A wide range of habitats from savanna woodland to desert. Avoids areas with large numbers of spotted hyenas.

Diet 

Primarily carrion but also eggs (with a preference for ostrich eggs), reptiles, fruit, and tsama melons which is a good source of moisture. Food is detected by smell and carrion can be detected from at least 14 km downwind. On the Namibian coast seals are a major part of the diet. They have very powerful jaws and teeth and can bite open bones for the marrow. Brown hyenas can digest bone and hide.

Reproduction

Litters of 1-4 are born at any time of year after a gestation of 90 days.

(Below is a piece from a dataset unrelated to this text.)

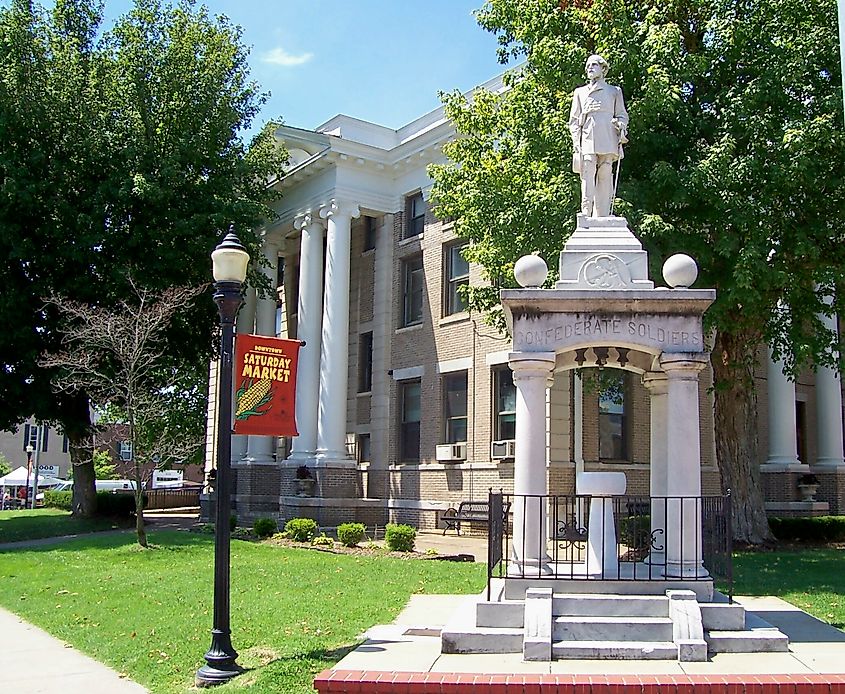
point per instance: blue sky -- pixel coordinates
(379, 60)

Usually only one female in a group breeds. Famales mate with nomadic males from outside the social group. Cubs are weaned by 12-16 months until which time adults bring food to the den.  After 10 months cubs begin foraging for themselves. They have permanent teeth by 15 months and are full grown at 30 months with a lifespan of 16 years. Brown hyenas are sometimes killed by lions and spotted hyenas but are not eaten.

Behavior and Habits

Solitary nomadic males or clans with up to 12 members which defend large territories. Active for most of the night; sometimes seen at dawn and dusk. Shelters in thick vegetation and sometimes sleeps in caves. Cubs hide in clan dens, which has narrow tunnels that adults and other large carnivores cannot enter. Territories are marked up to 20 000 with anal-gland secretion marks which lasts for at least a month.

Dung is deposited in middens near territory borders and along regular routes. Brown hyenas forage alone and can cover up to 30 km per night. Several may be seen together at a large carcass. Brown hyenas are not good hunters but occasionally become pests by killing domestic stock. All clan members help to raise cubs by bringing food back to the den and extra food is hidden in caches. Females sometimes suckle one another's cubs. 

Sounds

There is no long-range contact call. Serious fights involve neck biting, growls and yells.Cubs whine when begging for food.

Dung and Field sign 

Dung is white cylinders with tapered ends, 8cm long. Very dark when fresh, white when old. Deposited in middens. Scent marks on grass stems; the white secretion turns brown in a few days. Accumulations of bones and other food remains at dens whereas Spotted hyena dens do not have bones at the dens because food is not carried back to their cubs.